Témoignage de Valéry Beuriot, maire de Brionne (Eure)

Ayant appris que la Région encourageait les communes à afficher leur normandité, nous n’avons guère hésité : la restitution du nom normand de Brionne figurerait sur les panneaux d’entrée d’agglomération.

À travers cette démarche, il y a d’abord notre fierté de rappeler le rôle que Brionne a joué dans l’histoire régionale, notamment à la période ducale. Il y a aussi la volonté d’affirmer une identité normande bien réelle, mais enfouie, sacrifiée au XXe siècle sur l’autel du modernisme, qui a rapidement relégué au rang des vieilles lunes l’ensemble des traits caractéristiques du fait régional, et particulièrement le trait linguistique. Le parler normand s’est effacé à mesure que la langue française, institutionnalisée, normée, nivelée dans le creuset de l’école, devenait le porte-étendard de la République et du sentiment national exalté.

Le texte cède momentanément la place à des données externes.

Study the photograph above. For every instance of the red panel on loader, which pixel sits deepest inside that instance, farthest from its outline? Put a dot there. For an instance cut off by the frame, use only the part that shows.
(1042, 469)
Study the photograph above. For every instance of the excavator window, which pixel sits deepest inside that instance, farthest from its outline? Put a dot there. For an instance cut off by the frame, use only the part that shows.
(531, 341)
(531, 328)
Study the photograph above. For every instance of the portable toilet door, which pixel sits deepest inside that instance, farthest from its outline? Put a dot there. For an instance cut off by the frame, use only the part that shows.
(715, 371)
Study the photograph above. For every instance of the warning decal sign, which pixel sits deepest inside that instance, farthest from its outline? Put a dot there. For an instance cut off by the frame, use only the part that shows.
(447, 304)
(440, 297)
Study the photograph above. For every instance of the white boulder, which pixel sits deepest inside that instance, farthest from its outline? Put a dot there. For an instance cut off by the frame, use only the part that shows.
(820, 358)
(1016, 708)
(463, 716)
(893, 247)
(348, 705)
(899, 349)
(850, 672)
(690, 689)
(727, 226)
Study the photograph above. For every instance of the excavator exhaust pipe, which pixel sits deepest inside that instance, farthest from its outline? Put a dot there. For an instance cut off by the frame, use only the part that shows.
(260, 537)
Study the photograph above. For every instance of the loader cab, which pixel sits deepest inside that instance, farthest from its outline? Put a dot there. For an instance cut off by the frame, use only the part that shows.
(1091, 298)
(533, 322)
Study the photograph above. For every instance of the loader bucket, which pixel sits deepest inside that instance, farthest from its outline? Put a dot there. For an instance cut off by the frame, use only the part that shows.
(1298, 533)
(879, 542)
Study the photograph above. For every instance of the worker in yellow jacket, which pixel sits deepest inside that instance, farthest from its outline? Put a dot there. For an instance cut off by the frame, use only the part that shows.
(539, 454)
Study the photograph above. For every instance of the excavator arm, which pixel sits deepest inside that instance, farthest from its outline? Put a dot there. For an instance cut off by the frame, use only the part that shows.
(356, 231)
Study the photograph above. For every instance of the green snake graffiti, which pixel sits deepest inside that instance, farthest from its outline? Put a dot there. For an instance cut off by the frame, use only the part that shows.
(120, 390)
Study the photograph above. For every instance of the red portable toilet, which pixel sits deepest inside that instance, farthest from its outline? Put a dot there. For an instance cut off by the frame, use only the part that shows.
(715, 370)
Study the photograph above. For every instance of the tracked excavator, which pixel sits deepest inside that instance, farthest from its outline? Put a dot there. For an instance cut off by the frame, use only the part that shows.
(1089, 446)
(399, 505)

En engageant cette démarche, loin de nous l’idée de sacraliser une identité de folklore ou d’en faire, comme certains en rêvent, le véhicule politique du rejet de l’autre et du repli sur soi. Se reconnaître une identité, ce n’est pas s’affirmer contre les autres dans une sorte de fausse permanence culturelle ou civilisationnelle. C’est bien plutôt se reconnaître une différence, un particularisme, tirés de la géographie, de la géologie, des reliefs, des paysages, de la culture, des traditions culinaires, de la langue enfin, et qui, additionnés à ceux des autres, fondent la richesse du patrimoine humain. Se sentir normand ne gomme heureusement pas le sentiment d’être français, européen et citoyen du monde.

Pour finir, cette expérience a fait l’unanimité au sein du conseil municipal et la population l’a bien accueillie. Les panneaux font aujourd’hui définitivement partie du paysage de la commune et renforcent son attractivité, notamment touristique. Récemment labellisée « Petite ville de demain », Brionne regarde son avenir et dans le même temps affirme son passé de bourgade normande de caractère, cité bimillénaire qui se tient debout dans la succession des siècles.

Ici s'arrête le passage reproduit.